Le perplessità sul falso pentito riguardavano in particolare "la posizione di villa Calascibetta, indicata come il luogo della riunione deliberativa sulla strage di via d'Amelio. Certo non era un luogo congeniale per una riunione di così alto spessore, era privo di vie di fuga. Sono sicuro di averlo esternato a voce, ma non ricordo a chi". Il funzionario è stato sentito più volte in qualità di testimone: "Non ha mai riferito a una delle corti le sue perplessità?" chiede l'avvocato Repici in sede di controesame. La risposta, manco a dirlo, è negativa: "Non le potrei dire un motivo particolare".
Non tutto il filone investigativo generato da Scarantino, secondo Bo, era però oggetto di perplessità. "Ricordo che nella fase iniziale delle indagini - aggiunge il teste - i riscontri che facemmo sulle dichiarazioni di Andriotta su 'Anna Abbigliamento' furono ritenuti una prova fenomenale", raggiunte grazie a "intercettazioni fatte un anno prima a carico di Scarantino (riguardanti le donne appartenenti al suo nucleo familiare, ndr) che non furono comprese all'epoca e considerate non rilevanti. Abbiamo dovuto chiedere la riapertura delle bobine per fare il riascolto.

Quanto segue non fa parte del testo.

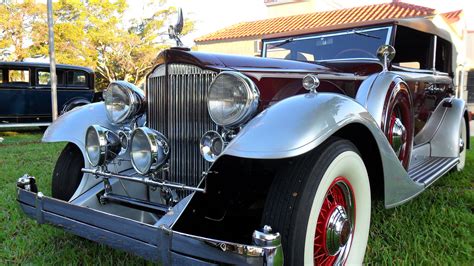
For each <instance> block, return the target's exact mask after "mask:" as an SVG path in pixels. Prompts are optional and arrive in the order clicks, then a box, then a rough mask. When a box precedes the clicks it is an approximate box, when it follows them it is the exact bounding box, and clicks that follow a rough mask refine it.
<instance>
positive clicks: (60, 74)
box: [36, 70, 64, 86]
mask: <svg viewBox="0 0 474 266" xmlns="http://www.w3.org/2000/svg"><path fill="white" fill-rule="evenodd" d="M36 73H37V75H36V79H37V80H36V84H38V85H40V86H49V85H51V73H49V70H38V72H36ZM56 75H57V79H58V85H64V77H63V71H61V70H56Z"/></svg>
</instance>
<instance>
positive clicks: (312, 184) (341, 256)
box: [262, 138, 371, 265]
mask: <svg viewBox="0 0 474 266" xmlns="http://www.w3.org/2000/svg"><path fill="white" fill-rule="evenodd" d="M356 203H357V204H356ZM356 205H357V208H356ZM370 208H371V198H370V185H369V178H368V174H367V170H366V168H365V165H364V162H363V161H362V158H361V157H360V155H359V153H358V151H357V148H356V147H355V146H354V145H353V144H352V143H351V142H349V141H347V140H343V139H339V138H331V139H329V140H328V141H327V142H325V143H324V144H323V145H321V146H320V147H318V148H317V149H315V150H314V151H312V152H310V153H308V154H306V155H302V156H299V157H297V158H295V159H293V160H292V161H291V162H290V163H289V165H288V166H287V167H284V169H283V170H282V171H280V172H279V173H278V174H277V176H276V177H275V180H274V181H273V183H272V185H271V188H270V191H269V194H268V197H267V200H266V203H265V207H264V213H263V216H262V225H269V226H271V227H272V230H273V231H274V232H279V233H280V234H281V236H282V245H283V254H284V257H285V264H287V265H343V264H362V261H363V259H364V254H365V249H366V245H367V239H368V234H369V226H370V210H371V209H370Z"/></svg>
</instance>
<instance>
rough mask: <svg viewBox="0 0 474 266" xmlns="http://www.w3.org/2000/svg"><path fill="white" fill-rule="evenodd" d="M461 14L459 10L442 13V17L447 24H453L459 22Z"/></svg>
mask: <svg viewBox="0 0 474 266" xmlns="http://www.w3.org/2000/svg"><path fill="white" fill-rule="evenodd" d="M461 13H462V9H459V10H456V11H451V12H447V13H443V14H442V15H443V16H444V17H445V18H446V20H447V21H448V22H449V23H454V22H457V21H459V19H461Z"/></svg>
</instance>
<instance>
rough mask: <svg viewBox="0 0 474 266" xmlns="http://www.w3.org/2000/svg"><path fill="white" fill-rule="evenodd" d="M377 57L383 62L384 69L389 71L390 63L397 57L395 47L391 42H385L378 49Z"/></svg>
mask: <svg viewBox="0 0 474 266" xmlns="http://www.w3.org/2000/svg"><path fill="white" fill-rule="evenodd" d="M377 57H378V58H379V60H380V61H381V62H382V64H383V69H384V71H387V69H388V64H389V63H390V62H391V61H392V60H393V58H395V48H393V46H391V45H389V44H383V45H381V46H380V47H379V49H377Z"/></svg>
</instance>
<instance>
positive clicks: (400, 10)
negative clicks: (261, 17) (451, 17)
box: [195, 2, 461, 42]
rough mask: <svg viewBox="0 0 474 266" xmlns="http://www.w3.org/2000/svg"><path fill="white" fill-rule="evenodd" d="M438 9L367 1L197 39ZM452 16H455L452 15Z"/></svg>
mask: <svg viewBox="0 0 474 266" xmlns="http://www.w3.org/2000/svg"><path fill="white" fill-rule="evenodd" d="M460 11H461V10H458V11H453V12H449V13H445V14H449V17H448V15H446V16H447V18H448V20H449V21H450V20H451V19H456V17H457V19H458V20H459V13H460ZM456 12H459V13H456ZM434 13H435V10H434V9H432V8H428V7H423V6H417V5H412V4H407V3H402V2H395V3H394V2H392V3H384V4H377V5H367V6H360V7H353V8H346V9H339V10H333V11H324V12H316V13H309V14H302V15H295V16H289V17H279V18H271V19H264V20H258V21H252V22H244V23H239V24H235V25H232V26H230V27H227V28H224V29H222V30H219V31H216V32H213V33H210V34H207V35H204V36H202V37H199V38H197V39H196V40H195V41H196V42H205V41H216V40H225V39H239V38H245V37H253V36H259V37H260V36H263V35H268V34H274V33H282V32H288V31H293V30H304V29H312V28H318V27H324V26H330V25H339V24H348V23H356V22H362V21H373V20H381V19H391V18H407V17H420V16H428V15H433V14H434ZM451 17H452V18H451Z"/></svg>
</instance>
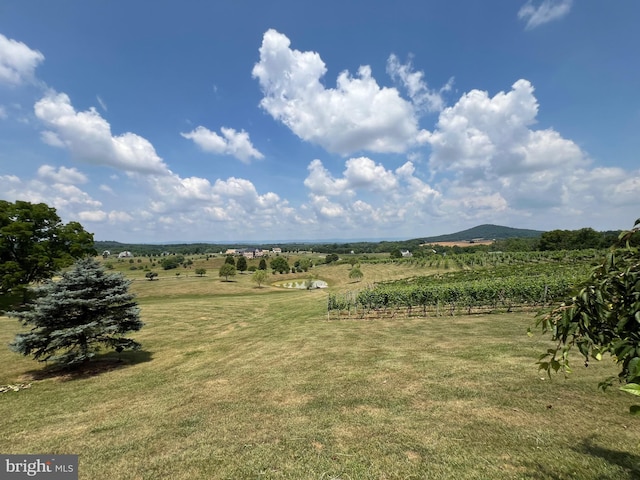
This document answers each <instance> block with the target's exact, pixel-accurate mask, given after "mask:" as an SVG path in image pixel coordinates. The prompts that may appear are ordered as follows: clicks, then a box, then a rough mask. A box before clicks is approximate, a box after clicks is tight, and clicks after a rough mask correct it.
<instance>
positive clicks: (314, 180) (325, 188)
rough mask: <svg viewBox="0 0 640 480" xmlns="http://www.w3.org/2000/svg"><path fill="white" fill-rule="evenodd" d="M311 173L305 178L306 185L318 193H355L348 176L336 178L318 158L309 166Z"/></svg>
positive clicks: (332, 194)
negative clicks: (331, 174) (354, 192)
mask: <svg viewBox="0 0 640 480" xmlns="http://www.w3.org/2000/svg"><path fill="white" fill-rule="evenodd" d="M307 169H308V170H309V175H308V176H307V178H305V180H304V186H305V187H307V188H308V189H309V190H311V191H312V192H314V193H315V194H318V195H331V196H337V195H343V194H347V195H353V194H354V192H353V191H352V190H350V188H349V182H348V181H347V179H346V178H340V179H334V178H333V177H332V176H331V173H330V172H329V171H328V170H327V169H326V168H325V167H324V165H322V162H321V161H320V160H318V159H316V160H313V161H312V162H311V163H310V164H309V166H308V167H307Z"/></svg>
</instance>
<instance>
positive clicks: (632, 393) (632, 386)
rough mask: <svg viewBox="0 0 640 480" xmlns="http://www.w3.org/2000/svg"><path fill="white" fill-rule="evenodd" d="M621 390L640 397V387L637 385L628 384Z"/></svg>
mask: <svg viewBox="0 0 640 480" xmlns="http://www.w3.org/2000/svg"><path fill="white" fill-rule="evenodd" d="M620 390H622V391H623V392H627V393H630V394H631V395H638V396H640V385H638V384H637V383H627V384H626V385H623V386H622V387H620Z"/></svg>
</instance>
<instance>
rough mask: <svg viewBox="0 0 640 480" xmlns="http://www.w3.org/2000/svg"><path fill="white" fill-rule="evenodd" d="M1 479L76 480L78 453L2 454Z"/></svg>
mask: <svg viewBox="0 0 640 480" xmlns="http://www.w3.org/2000/svg"><path fill="white" fill-rule="evenodd" d="M0 478H1V479H2V480H5V479H6V480H18V479H31V478H35V479H46V480H78V455H2V454H0Z"/></svg>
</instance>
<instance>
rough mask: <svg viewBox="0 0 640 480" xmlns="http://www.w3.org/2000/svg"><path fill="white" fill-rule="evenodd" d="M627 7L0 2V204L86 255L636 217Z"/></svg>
mask: <svg viewBox="0 0 640 480" xmlns="http://www.w3.org/2000/svg"><path fill="white" fill-rule="evenodd" d="M639 20H640V3H638V2H637V1H635V0H620V1H617V2H601V1H595V0H583V1H579V2H578V1H571V0H530V1H525V0H522V1H516V0H514V1H510V2H505V1H498V0H487V1H483V2H475V1H462V0H459V1H444V0H442V1H430V0H429V1H428V0H416V1H413V0H406V1H402V2H386V1H367V2H357V1H354V2H344V1H341V2H338V1H333V0H329V1H324V2H310V1H300V0H298V1H290V0H280V1H272V2H259V1H245V2H208V1H195V0H184V1H181V2H169V1H156V2H152V3H150V2H143V1H141V0H128V1H126V2H125V1H110V2H86V1H80V0H64V1H59V2H43V1H35V0H21V1H20V2H3V3H2V4H0V198H1V199H4V200H9V201H15V200H28V201H31V202H45V203H47V204H49V205H50V206H53V207H55V208H56V209H57V211H58V213H59V214H60V216H61V217H62V219H63V220H64V221H65V222H67V221H71V220H75V221H79V222H80V223H82V225H83V226H84V227H85V228H86V229H87V230H88V231H91V232H93V233H94V234H95V238H96V239H97V240H118V241H123V242H140V243H142V242H163V241H234V240H244V241H255V240H262V241H270V240H273V241H275V240H278V241H286V240H305V239H307V240H321V239H345V240H348V239H356V238H357V239H366V238H416V237H423V236H431V235H438V234H443V233H450V232H454V231H458V230H462V229H465V228H470V227H473V226H475V225H478V224H482V223H495V224H500V225H507V226H512V227H518V228H534V229H540V230H551V229H557V228H562V229H565V228H566V229H575V228H582V227H592V228H595V229H597V230H608V229H623V228H627V227H630V226H632V224H633V222H634V220H635V219H636V218H637V217H640V208H639V207H640V161H639V160H640V157H639V154H638V152H639V151H640V135H638V131H640V95H639V93H638V86H639V85H640V63H639V62H638V45H640V30H639V29H638V28H637V23H638V21H639Z"/></svg>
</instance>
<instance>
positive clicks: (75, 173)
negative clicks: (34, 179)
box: [38, 165, 87, 185]
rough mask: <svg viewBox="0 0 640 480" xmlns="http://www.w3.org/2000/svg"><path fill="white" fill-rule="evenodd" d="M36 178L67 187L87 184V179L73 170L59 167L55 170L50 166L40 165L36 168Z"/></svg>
mask: <svg viewBox="0 0 640 480" xmlns="http://www.w3.org/2000/svg"><path fill="white" fill-rule="evenodd" d="M38 177H40V178H41V179H42V180H47V181H50V182H54V183H63V184H68V185H73V184H76V183H86V182H87V177H86V176H85V175H84V174H83V173H81V172H79V171H78V170H77V169H75V168H66V167H60V168H58V170H56V169H55V168H54V167H52V166H51V165H42V166H41V167H40V168H38Z"/></svg>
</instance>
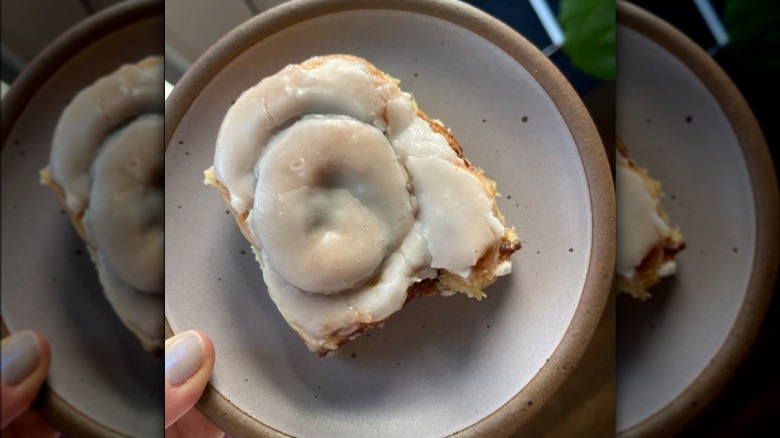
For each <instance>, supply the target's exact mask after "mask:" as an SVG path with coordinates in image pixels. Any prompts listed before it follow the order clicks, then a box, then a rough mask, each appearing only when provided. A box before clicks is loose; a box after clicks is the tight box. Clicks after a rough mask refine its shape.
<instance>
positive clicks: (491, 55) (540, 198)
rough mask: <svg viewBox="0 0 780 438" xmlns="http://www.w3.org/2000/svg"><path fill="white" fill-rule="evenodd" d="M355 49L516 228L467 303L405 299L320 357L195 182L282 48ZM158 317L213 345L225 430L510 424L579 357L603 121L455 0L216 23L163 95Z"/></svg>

Andriotta non avrebbe potuto saperlo se non per averlo appreso da Scarantino". Della trascrizione delle intercettazioni non ci sarebbe alcuna traccia. "Perchè non l'ha mai riferito all'autorità giudiziaria in dibattimento? - domanda l'avvocato Scozzola - Nelle sentenze di tutto si parla fuorchè di questo". "Non saprei dire - replica il teste - non mi è stato chiesto… poi riguardando le carte mi è venuto in mente".

Nuovi esami e confronti
I colloqui investigativi di Scarantino a Pianosa, i sopralluoghi a Palermo, la lite tra Bo e il falso pentito a San Bartolomeo a Mare… Sono solo alcuni dei punti-chiave che devono essere maggiormente chiariti a conclusione di testimonianze diametralmente opposte (dei poliziotti Bo e Ricciardi contro quelle dei falsi pentiti Andriotta e Scarantino e dell'ex moglie di quest'ultimo). Per questo il presidente Antonio Balsamo ha ammesso gli esami dell'ispettore Giovanni Guerrera, presente al momento dei colloqui di Scarantino a Pianosa, degli ispettori Maurizio Inzerilli, Salvatore Nobile e Angelo Tedesco (per i sopralluoghi svolti a Palermo) e di Salvatore Coltraro, presente durante la lite tra Bo e Scarantino, tutti previsti per la prossima udienza del 27 aprile. Ammessi poi il confronto tra Bo e Ricciardi da un lato e Andriotta dall'altro, e quello tra il magistrato Anna Maria Palma e Rosalia Basile: la prima aveva dichiarato che la seconda le disse: “Lei si deve avvalere della facoltà di non rispondere o addirittura mandiamo certificato medico falso”, mentre Il magistrato aveva replicato: “Non avrei mai fatto una cosa del genere, neppure se fosse stato un mio teste”. Si procederà inoltre al confronto tra Scarantino e Ricciardi sulla modalità dei colloqui investigativi, e tra Scarantino e la Basile da un lato e Bo e Di Gangi dall'altro (in relazione all'episodio della lite tra Bo e il falso pentito).